Microsoft Translator now supports image capture translation, the company announced late Wednesday. It is the latest effort to upgrade the service as it competes for market share with Google Translate. Microsoft also announced new inline translations and language downloads for offline translations.
All you need to do is take a photo using the Microsoft Translator app, or upload a photo into the app to be translated. The initial service will be available in 21 languages and only for Android users who have Android 6.0 updated in their phone (Marshmallow). According to Ubergizmo, only 4.6% of Android users have Marshmallow, at least for now.
They will start with the big languages: English, Spanish, French, German, and Portuguese. Alongside those will be Chinese (both simplified and traditional), Czech, Danish, Dutch, Finnish, Greek, Hungarian, Italian, Korean, Japanese, Norwegian, Polish, Russian, Swedish, and Turkish.
The announcement also carries updates about inline translation, which adds a fourth option below cut, copy, and paste to translate text on a web page. Google Translate offers this service on desktop Chrome and also by Android, but the desktop version is more efficient. Microsoft’s “Translate” option will be listed under “Other Options.”

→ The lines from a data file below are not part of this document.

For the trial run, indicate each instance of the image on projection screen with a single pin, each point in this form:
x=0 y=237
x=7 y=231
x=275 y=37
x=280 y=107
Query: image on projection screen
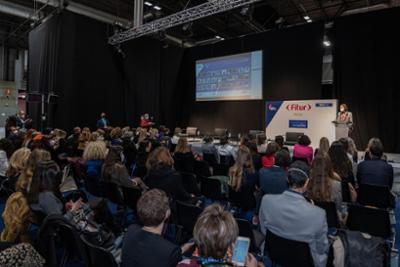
x=235 y=77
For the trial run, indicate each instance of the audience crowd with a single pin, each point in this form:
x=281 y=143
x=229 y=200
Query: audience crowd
x=147 y=199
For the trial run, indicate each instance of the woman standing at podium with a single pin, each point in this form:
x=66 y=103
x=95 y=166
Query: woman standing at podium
x=345 y=116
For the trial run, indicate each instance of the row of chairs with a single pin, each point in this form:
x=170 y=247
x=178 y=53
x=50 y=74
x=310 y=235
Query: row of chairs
x=61 y=244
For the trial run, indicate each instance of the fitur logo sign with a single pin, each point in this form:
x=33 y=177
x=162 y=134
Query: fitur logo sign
x=297 y=107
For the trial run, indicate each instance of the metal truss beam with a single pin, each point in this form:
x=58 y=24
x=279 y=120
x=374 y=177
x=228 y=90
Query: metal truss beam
x=209 y=8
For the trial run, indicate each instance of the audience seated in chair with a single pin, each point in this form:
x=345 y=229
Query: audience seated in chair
x=243 y=179
x=183 y=156
x=273 y=180
x=209 y=148
x=325 y=185
x=144 y=246
x=291 y=216
x=162 y=175
x=215 y=234
x=375 y=171
x=303 y=150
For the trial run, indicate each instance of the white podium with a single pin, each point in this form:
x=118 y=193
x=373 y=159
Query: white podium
x=342 y=130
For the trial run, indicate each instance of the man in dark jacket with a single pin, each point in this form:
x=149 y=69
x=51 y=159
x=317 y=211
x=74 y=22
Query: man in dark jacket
x=375 y=171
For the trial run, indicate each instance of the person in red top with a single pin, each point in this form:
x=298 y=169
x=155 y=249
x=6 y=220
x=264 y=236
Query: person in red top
x=145 y=121
x=303 y=150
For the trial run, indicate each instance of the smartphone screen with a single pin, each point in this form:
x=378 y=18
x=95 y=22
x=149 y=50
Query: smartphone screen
x=241 y=250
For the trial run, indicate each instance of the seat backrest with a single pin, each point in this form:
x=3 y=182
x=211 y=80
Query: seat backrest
x=187 y=215
x=246 y=230
x=98 y=256
x=131 y=197
x=220 y=131
x=331 y=213
x=191 y=131
x=113 y=193
x=221 y=169
x=93 y=186
x=58 y=233
x=190 y=183
x=201 y=168
x=376 y=196
x=227 y=160
x=211 y=188
x=287 y=253
x=292 y=137
x=210 y=159
x=346 y=196
x=373 y=221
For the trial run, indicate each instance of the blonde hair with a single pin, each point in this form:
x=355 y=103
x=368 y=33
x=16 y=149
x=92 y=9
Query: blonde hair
x=116 y=133
x=159 y=157
x=24 y=180
x=84 y=138
x=244 y=161
x=215 y=232
x=18 y=161
x=16 y=219
x=95 y=151
x=323 y=145
x=182 y=146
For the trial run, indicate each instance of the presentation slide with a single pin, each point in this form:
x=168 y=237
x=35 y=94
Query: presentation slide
x=235 y=77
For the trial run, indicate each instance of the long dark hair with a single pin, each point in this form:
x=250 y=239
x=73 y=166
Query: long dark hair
x=340 y=161
x=46 y=177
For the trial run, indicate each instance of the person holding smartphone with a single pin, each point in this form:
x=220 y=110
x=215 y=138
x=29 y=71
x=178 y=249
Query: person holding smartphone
x=217 y=243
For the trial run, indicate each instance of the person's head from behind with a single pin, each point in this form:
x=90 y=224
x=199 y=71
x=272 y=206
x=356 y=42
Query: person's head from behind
x=323 y=145
x=113 y=155
x=243 y=162
x=18 y=161
x=160 y=157
x=46 y=178
x=215 y=232
x=343 y=108
x=35 y=157
x=345 y=144
x=340 y=161
x=116 y=133
x=279 y=140
x=182 y=146
x=95 y=151
x=298 y=176
x=261 y=138
x=223 y=140
x=375 y=148
x=208 y=139
x=272 y=148
x=153 y=208
x=77 y=130
x=304 y=140
x=282 y=159
x=319 y=188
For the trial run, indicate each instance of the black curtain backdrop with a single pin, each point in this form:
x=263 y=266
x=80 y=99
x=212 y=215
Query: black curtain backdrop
x=44 y=42
x=69 y=55
x=292 y=70
x=367 y=74
x=150 y=75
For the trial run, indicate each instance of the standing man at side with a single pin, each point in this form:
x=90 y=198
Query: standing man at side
x=103 y=122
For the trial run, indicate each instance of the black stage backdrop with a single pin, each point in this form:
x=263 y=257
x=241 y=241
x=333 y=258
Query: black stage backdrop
x=292 y=70
x=69 y=55
x=367 y=74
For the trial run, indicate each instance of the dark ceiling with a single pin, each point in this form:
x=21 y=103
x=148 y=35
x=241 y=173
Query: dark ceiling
x=264 y=15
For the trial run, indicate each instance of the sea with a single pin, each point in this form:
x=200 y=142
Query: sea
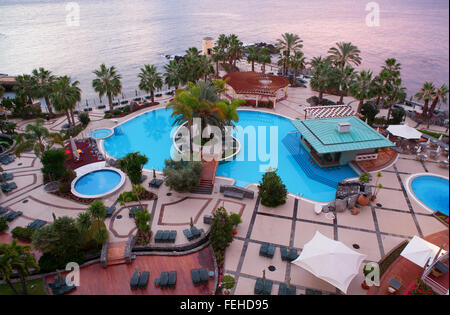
x=74 y=37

Microsoft Translator got a prominent update two weeks ago when it announced offline capabilities for iOS. This latest announcement also introduces 34 new language packs to work in Microsoft Translator’s offline mode. Those languages include: Arabic, Greek, Romanian, Bosnian, Hebrew, Russian, Bulgarian, Hindi, Serbian, Catalan, Hungarian, Slovak, Chinese Simplified, Indonesian, Slovenian, Chinese Traditional, Italian, Spanish, Croatian, Japanese, Swedish, Czech, Korean, Thai, Danish, Latvian, Turkish, Dutch, Lithuanian, Ukrainian, Estonian, Malay, Urdu, Filipino, Norwegian, Vietnamese, Finnish, Persian, Welsh, French, Polish, German, and Portuguese.
Recognizing print, and not type
Google Translate added this feature some time ago after it acquired Word Lens. It remains to be seen if Microsoft Translator’s version has advantages or better accuracy than the more ubiquitous Google product. Xerox recently made headlines by adding this ability to its photocopiers: feed a document and the machine will spit back a translated version. It’s still unclear how comprehensive a translation Xerox’s machines are capable of spitting back.
Translator is competing for market share as it adds features, common languages, and tries to differentiate itself from Google’s product by adding niche tongues to its repertoire. Microsoft Translator includes Mayan and Querétaro Otomi, two languages native to the Americas which don’t fit into Google’s apparent strategy to prioritize adding the most widely-spoken languages first. Microsoft also has Klingon, while the Russian Yandex Translate added Elvish a few months ago.
Google Translate currently offers 103 languages while Microsoft Translator has 52 languages, which are also offered via Translator for Bing.